Innanzitutto vi ringrazio per le splendide serate che ci regalate. Purtroppo però ieri sono rimasto fuori nonostante abbia chiesto un'ora di permesso (lavoro a Longarone!)e sia riuscito ad arrivare alle 20.30. Spero che riusciate a trovare una sera per replicare il concerto di ieri sera che immagino sia stato fantastico.
Carlo Conte

Anonimo ha detto...

Io proporrei nelle serate "numericamente impegnative" di non permettere di occupare più di un posto a persona! potrebbe essere un buon punto di partenza...
Evviva il "posto responsabile"
Grazie comunque per quello che fate...
Ruby

Stefano ha detto...

Purtroppo anch'io e il mio amico Paolo, venuti apposta da Verona (90 km e oltre un'ora di viaggio) lunedì sera siamo rimasti fuori e ce ne siamo tornati a casa con le pive nel sacco e con molta invidia per chi era riuscito ad entrare.

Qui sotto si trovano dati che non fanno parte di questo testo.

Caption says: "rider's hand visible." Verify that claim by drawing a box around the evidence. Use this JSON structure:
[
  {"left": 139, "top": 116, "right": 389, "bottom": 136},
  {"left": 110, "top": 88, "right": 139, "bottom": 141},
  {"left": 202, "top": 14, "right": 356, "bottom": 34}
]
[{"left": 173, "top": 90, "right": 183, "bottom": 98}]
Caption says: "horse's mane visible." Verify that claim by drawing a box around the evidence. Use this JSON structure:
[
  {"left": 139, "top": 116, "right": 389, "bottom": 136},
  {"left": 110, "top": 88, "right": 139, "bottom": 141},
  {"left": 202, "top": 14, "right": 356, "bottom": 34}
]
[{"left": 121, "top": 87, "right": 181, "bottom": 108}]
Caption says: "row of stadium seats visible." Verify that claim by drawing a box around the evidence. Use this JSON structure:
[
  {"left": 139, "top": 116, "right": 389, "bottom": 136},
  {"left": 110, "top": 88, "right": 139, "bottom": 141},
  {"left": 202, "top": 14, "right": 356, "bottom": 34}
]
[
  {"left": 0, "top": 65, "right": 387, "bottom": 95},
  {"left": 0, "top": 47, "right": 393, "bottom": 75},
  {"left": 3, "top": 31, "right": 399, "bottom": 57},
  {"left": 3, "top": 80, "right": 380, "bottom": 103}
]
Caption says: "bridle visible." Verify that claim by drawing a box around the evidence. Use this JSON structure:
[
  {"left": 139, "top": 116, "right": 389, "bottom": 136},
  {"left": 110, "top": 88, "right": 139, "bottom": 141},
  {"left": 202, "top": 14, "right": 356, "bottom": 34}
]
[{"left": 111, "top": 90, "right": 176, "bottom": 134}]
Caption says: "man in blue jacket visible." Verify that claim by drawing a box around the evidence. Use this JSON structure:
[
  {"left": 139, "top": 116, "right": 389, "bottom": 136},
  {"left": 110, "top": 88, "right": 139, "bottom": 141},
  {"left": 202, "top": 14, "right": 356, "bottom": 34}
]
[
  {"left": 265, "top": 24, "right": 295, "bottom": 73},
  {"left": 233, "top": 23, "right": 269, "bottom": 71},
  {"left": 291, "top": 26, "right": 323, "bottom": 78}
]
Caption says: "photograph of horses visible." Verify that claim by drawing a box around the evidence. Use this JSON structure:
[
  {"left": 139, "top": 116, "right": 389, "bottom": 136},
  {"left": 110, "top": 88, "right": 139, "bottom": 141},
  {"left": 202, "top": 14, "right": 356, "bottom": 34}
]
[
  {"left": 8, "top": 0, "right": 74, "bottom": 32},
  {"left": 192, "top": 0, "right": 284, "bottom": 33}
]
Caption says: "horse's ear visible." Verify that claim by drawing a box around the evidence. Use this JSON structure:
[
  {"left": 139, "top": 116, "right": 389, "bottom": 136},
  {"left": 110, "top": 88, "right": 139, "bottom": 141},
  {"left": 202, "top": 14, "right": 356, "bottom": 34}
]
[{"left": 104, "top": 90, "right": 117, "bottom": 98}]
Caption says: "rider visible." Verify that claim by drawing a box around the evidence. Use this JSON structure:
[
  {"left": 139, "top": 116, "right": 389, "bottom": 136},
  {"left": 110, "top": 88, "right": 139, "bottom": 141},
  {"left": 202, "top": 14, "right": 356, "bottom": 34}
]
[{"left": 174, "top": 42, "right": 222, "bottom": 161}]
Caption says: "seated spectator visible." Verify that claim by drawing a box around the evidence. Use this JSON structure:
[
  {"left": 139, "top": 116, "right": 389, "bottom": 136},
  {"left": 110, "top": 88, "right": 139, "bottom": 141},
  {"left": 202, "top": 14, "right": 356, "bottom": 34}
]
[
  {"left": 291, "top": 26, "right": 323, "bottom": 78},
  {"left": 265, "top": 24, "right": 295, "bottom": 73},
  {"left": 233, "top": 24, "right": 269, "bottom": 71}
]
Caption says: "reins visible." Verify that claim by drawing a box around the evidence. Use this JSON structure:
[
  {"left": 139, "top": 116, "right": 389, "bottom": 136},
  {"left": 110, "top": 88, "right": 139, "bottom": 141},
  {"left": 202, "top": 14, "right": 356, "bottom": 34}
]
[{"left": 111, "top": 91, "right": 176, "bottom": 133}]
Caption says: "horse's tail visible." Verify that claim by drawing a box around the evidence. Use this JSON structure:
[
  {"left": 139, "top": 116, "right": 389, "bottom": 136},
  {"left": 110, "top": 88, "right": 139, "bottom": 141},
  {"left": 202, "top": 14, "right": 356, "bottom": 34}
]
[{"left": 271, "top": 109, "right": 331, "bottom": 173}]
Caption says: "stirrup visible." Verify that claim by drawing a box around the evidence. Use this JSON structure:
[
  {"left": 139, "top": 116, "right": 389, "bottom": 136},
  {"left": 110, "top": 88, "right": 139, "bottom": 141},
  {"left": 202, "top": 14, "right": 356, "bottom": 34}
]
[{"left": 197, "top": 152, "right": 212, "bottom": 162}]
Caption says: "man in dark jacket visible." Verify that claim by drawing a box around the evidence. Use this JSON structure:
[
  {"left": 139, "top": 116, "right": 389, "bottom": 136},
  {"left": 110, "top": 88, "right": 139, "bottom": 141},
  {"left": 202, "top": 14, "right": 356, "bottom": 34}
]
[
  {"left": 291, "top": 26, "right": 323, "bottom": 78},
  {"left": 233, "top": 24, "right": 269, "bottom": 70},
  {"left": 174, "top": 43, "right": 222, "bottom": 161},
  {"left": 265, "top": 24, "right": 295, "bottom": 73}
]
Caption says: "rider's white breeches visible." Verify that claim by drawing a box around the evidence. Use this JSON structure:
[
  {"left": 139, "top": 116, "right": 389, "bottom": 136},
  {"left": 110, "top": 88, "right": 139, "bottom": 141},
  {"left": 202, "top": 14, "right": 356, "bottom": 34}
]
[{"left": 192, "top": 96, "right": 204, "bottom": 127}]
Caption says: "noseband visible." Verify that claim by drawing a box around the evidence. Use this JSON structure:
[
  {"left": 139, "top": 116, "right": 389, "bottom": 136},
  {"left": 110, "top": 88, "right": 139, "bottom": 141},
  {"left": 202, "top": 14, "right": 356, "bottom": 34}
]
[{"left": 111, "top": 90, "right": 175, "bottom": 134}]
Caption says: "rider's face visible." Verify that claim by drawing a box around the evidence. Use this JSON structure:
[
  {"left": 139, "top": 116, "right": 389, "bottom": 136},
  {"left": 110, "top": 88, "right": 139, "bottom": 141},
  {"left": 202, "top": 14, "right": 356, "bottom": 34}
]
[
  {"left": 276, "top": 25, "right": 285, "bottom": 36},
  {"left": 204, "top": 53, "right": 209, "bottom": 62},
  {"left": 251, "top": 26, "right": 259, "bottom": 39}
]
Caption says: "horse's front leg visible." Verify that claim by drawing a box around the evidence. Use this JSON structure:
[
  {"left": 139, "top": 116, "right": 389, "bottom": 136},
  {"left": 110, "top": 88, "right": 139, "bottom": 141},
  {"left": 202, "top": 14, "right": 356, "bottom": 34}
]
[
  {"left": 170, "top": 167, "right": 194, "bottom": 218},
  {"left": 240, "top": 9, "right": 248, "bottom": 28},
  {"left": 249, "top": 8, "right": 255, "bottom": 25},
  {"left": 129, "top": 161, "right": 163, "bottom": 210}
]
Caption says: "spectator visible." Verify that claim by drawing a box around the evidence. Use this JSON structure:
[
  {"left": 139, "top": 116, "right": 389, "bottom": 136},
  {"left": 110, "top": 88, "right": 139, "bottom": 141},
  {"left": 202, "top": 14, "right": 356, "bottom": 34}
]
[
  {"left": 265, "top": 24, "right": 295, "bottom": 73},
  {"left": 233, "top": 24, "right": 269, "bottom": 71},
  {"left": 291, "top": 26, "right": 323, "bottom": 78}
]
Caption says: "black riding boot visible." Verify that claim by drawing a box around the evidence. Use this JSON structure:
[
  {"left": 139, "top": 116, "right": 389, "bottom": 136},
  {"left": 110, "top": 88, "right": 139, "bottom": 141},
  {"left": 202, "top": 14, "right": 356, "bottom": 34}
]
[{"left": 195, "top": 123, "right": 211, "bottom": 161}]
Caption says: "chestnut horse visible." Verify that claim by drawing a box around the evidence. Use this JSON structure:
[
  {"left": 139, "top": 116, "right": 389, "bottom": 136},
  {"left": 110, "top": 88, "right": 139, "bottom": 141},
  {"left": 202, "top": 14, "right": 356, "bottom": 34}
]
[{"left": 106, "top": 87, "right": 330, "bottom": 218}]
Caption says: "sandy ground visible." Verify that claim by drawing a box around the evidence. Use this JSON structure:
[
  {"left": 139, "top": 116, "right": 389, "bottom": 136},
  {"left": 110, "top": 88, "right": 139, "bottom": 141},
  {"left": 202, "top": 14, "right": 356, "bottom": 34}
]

Però non mi sento di criticare Antiruggine per come ha gestito la serata. In fondo, mi pare di capire, che si sia trattato di una situazione eccezionale. Tuttavia, se non è possibile organizzare un servizio di prenotazioni, potrebbe essere una soluzione "democratica" quella di vendere un solo biglietto ad ogni persona che si presenta all'ingresso e di non consentire che si tenga il posto per altre persone. In ogni caso, state certi che la prossima volta arriverò prima. Lunga vita ad Antiruggine. :-)
Stefano

edo ha detto...

So che non è vostra abitudine, ma visto che questa era un occasione particolare e molte persone non sono potute entrare, mi permetto di suggerirvi di pubblicare qualche estratto video della serata su Youtube. Io, essendo arrivato molto presto, sono riuscito ad entrare, ma mi farebbe un immenso piacere poter riascoltare e rivedere qualcosa, magari l'adagio di Barber.